5 Want Hij heeft aan de engelen niet onderworpen de toekomende wereld, van welke wij spreken.
Οὐ γὰρ ἀγγέλοις ὑπέταξεν τὴν οἰκουμένην τὴν μέλλουσαν, περὶ ἧς λαλοῦμεν.
6 Maar iemand heeft ergens betuigd, zeggende: Wat is de mens, dat Gij zijner gedenkt, of des mensen zoon, dat Gij hem bezoekt!
διεμαρτύρατο δέ πού τις λέγων, τί ἐστιν ἄνθρωπος ὅτι μιμνῄσκῃ αὐτοῦ, ἢ υἱὸς ἀνθρώπου ὅτι ἐπισκέπτῃ αὐτόν;
7 Gij hebt hem een weinig minder gemaakt dan de engelen; met heerlijkheid en eer hebt Gij hem gekroond, en Gij hebt hem gesteld over de werken Uwer handen;
ἠλάττωσας αὐτὸν βραχύ τι παρ’ ἀγγέλους, δόξῃ καὶ τιμῇ ἐστεφάνωσας αὐτόν,
8 Alle dingen hebt Gij onder zijn voeten onderworpen. Want daarin, dat Hij hem alle dingen heeft onderworpen, heeft Hij niets uitgelaten, dat hem niet onderworpen zij; doch nu zien wij nog niet, dat hem alle dingen onderworpen zijn;
πάντα ὑπέταξας ὑποκάτω τῶν ποδῶν αὐτοῦ. ἐν τῷ γὰρ ὑποτάξαι αὐτῷ τὰ πάντα οὐδὲν ἀφῆκεν αὐτῷ ἀνυπότακτον. νῦν δὲ οὔπω ὁρῶμεν αὐτῷ τὰ πάντα ὑποτεταγμένα·
9 Maar wij zien Jezus met heerlijkheid en eer gekroond, Die een weinig minder dan de engelen geworden was, vanwege het lijden des doods, opdat Hij door de genade Gods voor allen den dood smaken zou.

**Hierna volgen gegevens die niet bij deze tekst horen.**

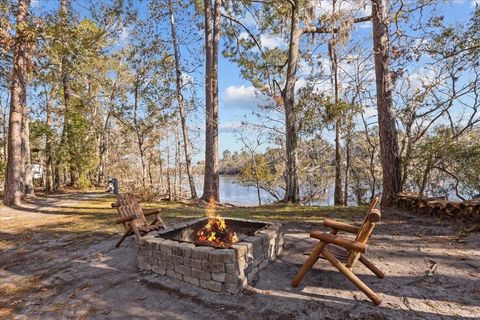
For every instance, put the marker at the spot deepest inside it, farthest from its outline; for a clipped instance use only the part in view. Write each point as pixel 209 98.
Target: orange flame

τὸν δὲ βραχύ τι παρ’ ἀγγέλους ἠλαττωμένον βλέπομεν Ἰησοῦν διὰ τὸ πάθημα τοῦ θανάτου δόξῃ καὶ τιμῇ ἐστεφανωμένον, ὅπως χάριτι θεοῦ ὑπὲρ παντὸς γεύσηται θανάτου.
10 Want het betaamde Hem, om Welken alle dingen zijn, en door Welken alle dingen zijn, dat Hij, vele kinderen tot de heerlijkheid leidende, den oversten Leidsman hunner zaligheid door lijden zou heiligen.
ἔπρεπεν γὰρ αὐτῷ, δι’ ὃν τὰ πάντα καὶ δι’ οὗ τὰ πάντα, πολλοὺς υἱοὺς εἰς δόξαν ἀγαγόντα τὸν ἀρχηγὸν τῆς σωτηρίας αὐτῶν διὰ παθημάτων τελειῶσαι.
11 Want en Hij, Die heiligt, en zij, die geheiligd worden, zijn allen uit een; om welke oorzaak Hij Zich niet schaamt hen broeders te noemen.
ὁ τε γὰρ ἁγιάζων καὶ οἱ ἁγιαζόμενοι ἐξ ἑνὸς πάντες· δι’ ἣν αἰτίαν οὐκ ἐπαισχύνεται ἀδελφοὺς αὐτοὺς καλεῖν,
12 Zeggende: Ik zal Uw naam Mijn broederen verkondigen; in het midden der Gemeente zal Ik U lofzingen.
λέγων, ἀπαγγελῶ τὸ ὄνομά σου τοῖς ἀδελφοῖς μου, ἐν μέσῳ ἐκκλησίας ὑμνήσω σε·
13 En wederom: Ik zal Mijn betrouwen op Hem stellen. En wederom: Zie daar, Ik en de kinderen, die Mij God gegeven heeft.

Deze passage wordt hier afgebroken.